I don't plan on putting any suspension tuners out of business here, but I would like to get a tool to hold the cartridge. The whole "heat it up" thing scares me regarding the cartridge. :eek:
 
I figured as much.... to get to the good stuff, I need to take it apart.

I don't plan on putting any suspension tuners out of business here, but I would like to get a tool to hold the cartridge. The whole "heat it up" thing scares me regarding the cartridge. :eek:

Good luck with the "get a tool". Think more like "make a tool". And you don't need to heat the cartridge to molten ... just almost :D I've found the Sachs cartridge seal heads like to be heated coming off AND going back together. A good heat gun will take care of it - just remember there is a seal inside there :eek:
 
Too bad the cartridge end with the midvalve and rebound stack doesn't pop out of the end of the cartridge tube if I drain the oil and collapse the fork.

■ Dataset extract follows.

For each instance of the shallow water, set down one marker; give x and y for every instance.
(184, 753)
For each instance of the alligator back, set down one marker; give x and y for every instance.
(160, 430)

I am at about the limit of confidence here with doing the base valve which was way easier than I thought it would be.

I can make tools in the garage. Hell, for a cartridge holder on my KDX forks, I took the rear axle off, cleaned it really well and used the hex end to hold the cartridge inside while I broke the base valve loose! 22mm IIRC on that one. Those forks were really easy as they had no rebound control, aside from a tube with holes in it. The Sachs seemed much more complicated.

I guess I could go inside for a true oil change as well. And check on the 1mm spacer that Steve mentioned was cracked and coned on his fork.

It's true!! once you get inside, it is hard to stop. Especially after getting (apparently) so close to the mid valve. I dream about getting to the mid valve at night!!